# Fear overpowered?



## Da Once & Future Git (Jun 13, 2008)

Hi Guys, 

First all please don't take this as a whine, cause its not, its an observation i've made, which others at my club are starting to agree with (after they've been losing to my Vamps:so_happy:, mostly due to fear).

Just wondering how you guys deal with fear & terror, I've recently started playing VC's & its generally the fear that wins it for me, eg. today I was charged by a stegadon into my 20 man skellies with lord, he killed 8, I killed a skink & 2 wounds on the beast, nest turn his saurus with Oldblood & Battle stardard overrun in while i flank charged his steggie, I lose 3 skellies (he was unlucky), while I take out his steggie. I win, outnumber him by 1, he loses 16 saurus, an oldblood and BS all due to fear. This is actually reasonably common to see, I've made many exceptionally power units flee thanks to this.

Stupid sitations (imo).
Blood hungry chaos & DE, disaplined HE (ie swordmasters, Whitelions) fleeing from zombies, Dire wolfs and other pathetically weak units, as if?

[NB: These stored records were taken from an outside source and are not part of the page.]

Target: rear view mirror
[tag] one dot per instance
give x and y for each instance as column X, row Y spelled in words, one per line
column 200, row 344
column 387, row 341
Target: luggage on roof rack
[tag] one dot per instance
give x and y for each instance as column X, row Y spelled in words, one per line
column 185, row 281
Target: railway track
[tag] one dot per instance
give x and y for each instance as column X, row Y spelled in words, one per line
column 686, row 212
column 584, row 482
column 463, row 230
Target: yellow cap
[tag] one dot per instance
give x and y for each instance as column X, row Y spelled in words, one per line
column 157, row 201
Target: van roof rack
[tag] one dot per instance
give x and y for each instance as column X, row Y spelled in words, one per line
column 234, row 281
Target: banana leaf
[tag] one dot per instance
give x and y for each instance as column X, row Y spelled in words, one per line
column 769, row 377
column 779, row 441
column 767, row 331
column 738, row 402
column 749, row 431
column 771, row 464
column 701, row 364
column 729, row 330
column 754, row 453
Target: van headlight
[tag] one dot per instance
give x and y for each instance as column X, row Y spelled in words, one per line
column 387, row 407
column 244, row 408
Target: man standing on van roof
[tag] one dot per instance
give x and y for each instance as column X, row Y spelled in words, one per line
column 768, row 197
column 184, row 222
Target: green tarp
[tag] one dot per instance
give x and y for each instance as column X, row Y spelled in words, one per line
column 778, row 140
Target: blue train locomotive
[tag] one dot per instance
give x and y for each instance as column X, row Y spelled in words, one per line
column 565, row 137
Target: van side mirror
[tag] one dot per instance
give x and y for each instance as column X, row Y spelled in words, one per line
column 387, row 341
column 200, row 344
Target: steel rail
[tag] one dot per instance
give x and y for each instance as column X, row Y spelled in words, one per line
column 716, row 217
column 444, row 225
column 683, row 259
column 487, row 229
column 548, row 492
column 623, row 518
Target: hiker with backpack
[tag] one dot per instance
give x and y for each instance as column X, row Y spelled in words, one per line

Fear on a couple of units in an army isn't to bad but whole armys of fear is too big an advantage (imo) particularly since there are quite a few (daemons, undead (both), ogres, wood elf forest army, nurgle chaos warriors).

So my point is:
Is fear & terror overpowered?
Any suggestions on how to fix it?
How do you guys deal with it?


----------



## Ancient Tiel' a fier (May 5, 2008)

I agree its a powerful tool but there are many useful way around it. For horde armies like goblins and skaven take units 30 - 40 strong so as not be outnumbered and take items that make your units immune like sacred standard of the horned rat (makes your unit cause fear). For other armies there are lots of fear immunities aswell; high elves have several banners and pheonix guard, dwarfs have runes and hammerers and slayers all available, empire hs flaggellants. Basically every army has some access to immunty and a few units that cant be caught out by fear can really even things up.


----------



## kungfoomasta (May 8, 2008)

i took a loof at the deamons of chaos codex and i belive it said that they were all immune to psycology and fear. so if you dont want to deal with it just play vamps tobm kings or chaos


----------



## Snorri O'dubhda (May 14, 2008)

Personally I dont think fear is overpowered it is just another tactical bump that you have to figger a way to get over. fear is powerful but each army can find a way to get past it.


----------